[iterate-2X] Texture pipeline: un-stub RectangleList + draw-time texture decode

Two faithful, deterministic GPU-backend changes that make the texture path
correct for whatever textured draw the splash eventually dispatches. Both are
currently inert on Sylpheed (the textured logo draw is still gated downstream
— see below), but neither shifts the stable-digest golden, so they land safely.

1. Un-stub RectangleList primitive expansion (primitive.rs). The splash submits
   2819 RectangleList draws at 200M, all of which were REJECTED by the P3 stub
   (`gpu.primitive.rejected{rectangle_list}`) → only ~592 flat point/quad draws
   rasterized. Mirror canary's intent (primitive_processor.cc:389-456
   kRectangleListAsTriangleStrip) within our CPU index-rewrite idiom: emit each
   rect's 3 real vertices as one TriangleList triangle (v0,v1,v2), rejected=false,
   faithful host_vertex_count. The full quad (synthesized 4th corner v3=v0+v2-v1)
   needs real vertex fetch in vs_main — left as a documented TODO. Rejection
   warnings drop 2819→0.

2. Draw-time texture decode keyed off the active PS's real tfetch slots
   (gpu_system.rs + exports.rs vd_swap). Previously vd_swap decoded a hardcoded
   fetch-constant slot 0 at swap time. Now the DRAW handler parses the bound
   pixel shader (ucode::parse_shader), collects its tfetch fetch_const slots via
   new shader_metrics::tfetch_slots, reads each 6-dword fetch constant, and
   decode+caches it into GpuSystem::last_draw_textures. vd_swap publishes the
   first of these (UI binds one texture today), falling back to the legacy slot-0
   probe on flat-only frames.

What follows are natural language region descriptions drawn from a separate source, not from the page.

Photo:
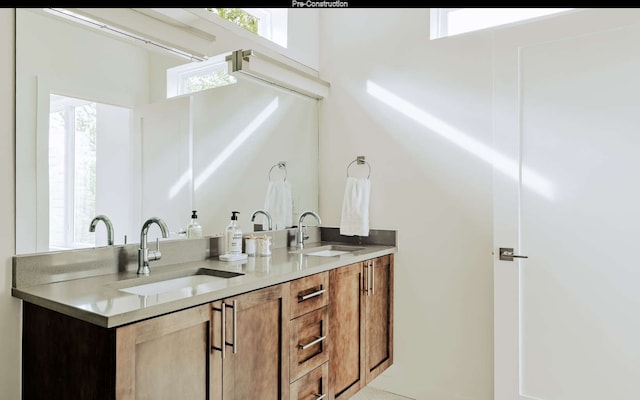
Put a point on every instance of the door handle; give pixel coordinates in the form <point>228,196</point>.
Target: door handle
<point>506,254</point>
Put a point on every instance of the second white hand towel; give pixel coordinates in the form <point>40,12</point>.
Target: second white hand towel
<point>355,207</point>
<point>278,202</point>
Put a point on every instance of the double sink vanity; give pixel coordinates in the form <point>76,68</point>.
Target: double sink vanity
<point>310,323</point>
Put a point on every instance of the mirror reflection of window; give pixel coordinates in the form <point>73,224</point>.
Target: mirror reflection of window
<point>199,75</point>
<point>75,156</point>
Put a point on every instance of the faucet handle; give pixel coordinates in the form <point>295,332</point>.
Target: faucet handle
<point>155,254</point>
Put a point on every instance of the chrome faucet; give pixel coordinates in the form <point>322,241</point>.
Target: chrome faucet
<point>107,222</point>
<point>266,214</point>
<point>302,231</point>
<point>144,254</point>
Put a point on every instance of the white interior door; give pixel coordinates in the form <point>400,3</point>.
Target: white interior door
<point>568,110</point>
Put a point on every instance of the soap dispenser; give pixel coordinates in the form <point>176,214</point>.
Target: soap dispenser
<point>233,235</point>
<point>194,230</point>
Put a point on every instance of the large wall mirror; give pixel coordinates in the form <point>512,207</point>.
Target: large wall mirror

New span_max_version helper walks page_version over
   the trait (draw-time &dyn MemoryAccess lacks the heap's inherent
   max_page_version). Pure function of guest writes — deterministic.

Status: texture_decodes stays 0 on Sylpheed because all 6 live shaders are flat
(no tfetch); canary's textured logo shaders E59B2B3D/F7B1457 are not yet
dispatched by ours (a downstream title-state gate, the next frontier). The full
P5 decode→publish→upload→sample path is already wired; this makes the decode
side key off the real shader instead of a guess.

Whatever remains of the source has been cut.